I mentioned before how I wanted to animate that second panel, but in this preview it isn't animated.  The reason I didn't get that going yet is because I want to put the dialog balloons in first before I start rigging the animation.  The reason for this is, when I animate in Photoshop I use a filmstrip mode and adjust things frame by frame, and when I add new layers to a piece with animation frames my layers get a bit screwy, so I am gonna make sure I don't need to add anything new when I start setting that up.

I do, however, have my animation assets all prepped for that phase.  I have them all neatly packed in a folder of their own in my Photoshop document:

Top to bottom:

- I apply a layer mask to my animation folder.  What this means is if any of my animation pieces moves outside the comic panel I have masked out those pixels just turn invisible.  This means I don't need to worry about trimming assets or anything, I can just move them and expand them and it will all crop to that one panel square.

- I made duplicates of Lizzie and expanded them one by one to create my zooming haze effect, those are all packed up in their own subfolder.  This is the main reason I have this panel masked, since these assets are just Big Lizzies they extend beyond the panel border, but thanks to the mask I don't have to worry about any messy details overlapping into neighboring panels.

- To apply a flickering X-ray effect for Lizzie's busted rib I made a Shirt layer, which is just a paintover of her ribs to look like her regular chest.  I'll be adjusting the opacity on this to make the rib pain look painful.

- "liz" is Lizzie.

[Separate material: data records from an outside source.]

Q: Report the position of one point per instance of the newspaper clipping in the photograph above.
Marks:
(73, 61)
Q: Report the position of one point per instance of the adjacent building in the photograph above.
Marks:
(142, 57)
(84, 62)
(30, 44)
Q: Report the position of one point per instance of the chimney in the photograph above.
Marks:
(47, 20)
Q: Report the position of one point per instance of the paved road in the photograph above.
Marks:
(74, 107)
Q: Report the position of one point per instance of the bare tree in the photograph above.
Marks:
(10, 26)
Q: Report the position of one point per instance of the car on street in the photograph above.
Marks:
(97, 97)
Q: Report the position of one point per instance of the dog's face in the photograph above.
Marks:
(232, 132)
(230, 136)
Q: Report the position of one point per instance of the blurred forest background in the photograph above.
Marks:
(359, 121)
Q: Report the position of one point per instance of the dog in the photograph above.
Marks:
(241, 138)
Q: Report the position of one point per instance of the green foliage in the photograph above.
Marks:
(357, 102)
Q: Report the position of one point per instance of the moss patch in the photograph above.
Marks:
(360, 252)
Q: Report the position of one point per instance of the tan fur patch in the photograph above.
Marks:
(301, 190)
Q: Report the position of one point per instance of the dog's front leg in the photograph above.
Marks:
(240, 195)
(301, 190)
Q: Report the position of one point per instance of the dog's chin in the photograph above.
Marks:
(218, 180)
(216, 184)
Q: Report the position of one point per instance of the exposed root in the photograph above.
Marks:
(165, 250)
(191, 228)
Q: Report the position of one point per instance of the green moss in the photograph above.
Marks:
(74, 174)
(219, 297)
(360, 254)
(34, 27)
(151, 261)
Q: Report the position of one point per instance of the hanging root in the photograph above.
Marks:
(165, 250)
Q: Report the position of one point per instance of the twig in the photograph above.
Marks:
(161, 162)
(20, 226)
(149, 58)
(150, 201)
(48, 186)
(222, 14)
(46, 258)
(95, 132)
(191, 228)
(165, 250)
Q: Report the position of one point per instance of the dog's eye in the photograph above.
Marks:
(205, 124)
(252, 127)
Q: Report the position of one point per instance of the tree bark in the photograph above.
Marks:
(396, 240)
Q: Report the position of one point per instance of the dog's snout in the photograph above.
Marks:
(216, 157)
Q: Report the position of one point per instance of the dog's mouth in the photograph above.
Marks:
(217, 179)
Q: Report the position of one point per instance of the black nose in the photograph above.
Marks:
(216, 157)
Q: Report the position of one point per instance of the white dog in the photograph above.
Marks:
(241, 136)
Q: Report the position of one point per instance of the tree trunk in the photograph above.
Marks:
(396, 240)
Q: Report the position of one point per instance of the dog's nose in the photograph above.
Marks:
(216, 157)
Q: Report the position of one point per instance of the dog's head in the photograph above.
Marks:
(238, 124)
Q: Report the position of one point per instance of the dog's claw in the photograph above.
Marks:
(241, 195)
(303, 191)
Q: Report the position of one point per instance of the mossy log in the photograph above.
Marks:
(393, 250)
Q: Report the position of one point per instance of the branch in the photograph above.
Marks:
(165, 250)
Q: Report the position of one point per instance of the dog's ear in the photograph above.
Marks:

I compressed my outline, red bandana and paint layers, made a copy and then undid my layer compressions, and pasted the copied compressed Lizzie into my animation folder.  When I do these kinds of things I like to keep backups of my source art, so the animated Lizzie is going to be a duplicate on top of all my source art layers.

- I forgot to add the glow behind Lizzie before I made the duplicate, since I usually add glow as the second-to-last step of my process, so I just added a glow for her in the animation folder.

- The pain lines have three different variants, designed to be nice and wiggly. You better believe I'm gonna alternate these layers to make the pain lines squirm.

- I've said before but I try to avoid copy-paste art as much as possible.  One of the things I'll do when I want to cheat and shortcut a copy-paste is I'll do a soft paintover of some notable rough painting layers- it's the sameness of the chaotic organic variations in art that really give away the copy-paste, so if you scrumble some of those variations even a little bit you can cover your tracks.  I applied this method to my blotchy background to make three very subtley-different background panes, just copying the source one and scrumbling the brushstroke variables  to make it look like I painted a duplicate, near-identical background.

These are all the pieces I need to achieve the effect I'm looking to create, and in a little bit you'll be able to see that effect live on the main site.  I'm gonna get back to work now.  Thanks for reading!